REPUBLIKA.CO.ID, JAKARTA -- Pengamat perfilman, Adrian Jonathan Pasaribu, menjelaskan, sensor terhadap film sudah ada sejak zaman kolonial Belanda.
Sensor film saat itu, memiliki tujuan yang berbeda dengan sensor yang dilakukan oleh Lembaga Sensor Film (LSF) saat ini di zaman reformasi.
Menurutnya, sensor yang dilakukan pemerintahan Belanda berdasar pada anggapan bahwa masyarakat kala itu bodoh, mudah tersulut, dan tidak dapat berfikir secara logis. Sehingga jika tidak ada sensor, akan membangkitkan hal-hal yang primitif dari mereka.
"Mereka tidak bisa mengontrol diri sendiri makanya perlu diatur film nya," jelas Adrian, saat dihubungi RepublikaOnline, Kamis (26/2).

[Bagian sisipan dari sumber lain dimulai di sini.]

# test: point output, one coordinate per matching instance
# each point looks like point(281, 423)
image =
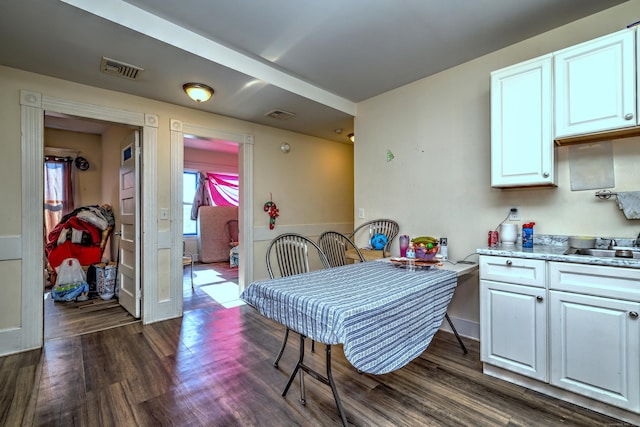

Tidak hanya pada zaman kolonial, pada Orde Baru pun tujuan sensor yang demikian masih berlaku. Setelah memasuki era reformasi, hal semacam itu sudah tidak relevan.
"Bisa dipahami karena pemerintah ingin citra mereka terjaga, agar tidak ada adegan kekerasan masuk ke film," ujarnya.
Adrian menambahkan, LSF saat ini di Indonesia sepertinya sudah tidak sesuai dengan semangat reformasi yang berkedaulatan rakyat. Masyarakat punya kuasa untuk menentukan apa yang mau dipahami dari sebuah film.
Menurutnya, lembaga sensor terkesan menjadi alat bagi sekelompok orang untuk menentukan mana yang baik dan tidak baik ditonton oleh masyarakat. Semua pemaknaan jadi ternetralisir, semua konten film diatur, dan klasifikasi usia juga sulit diaplikasikan.
"Lalu di mana kedaulatan rakyatnya?" ungkapnya.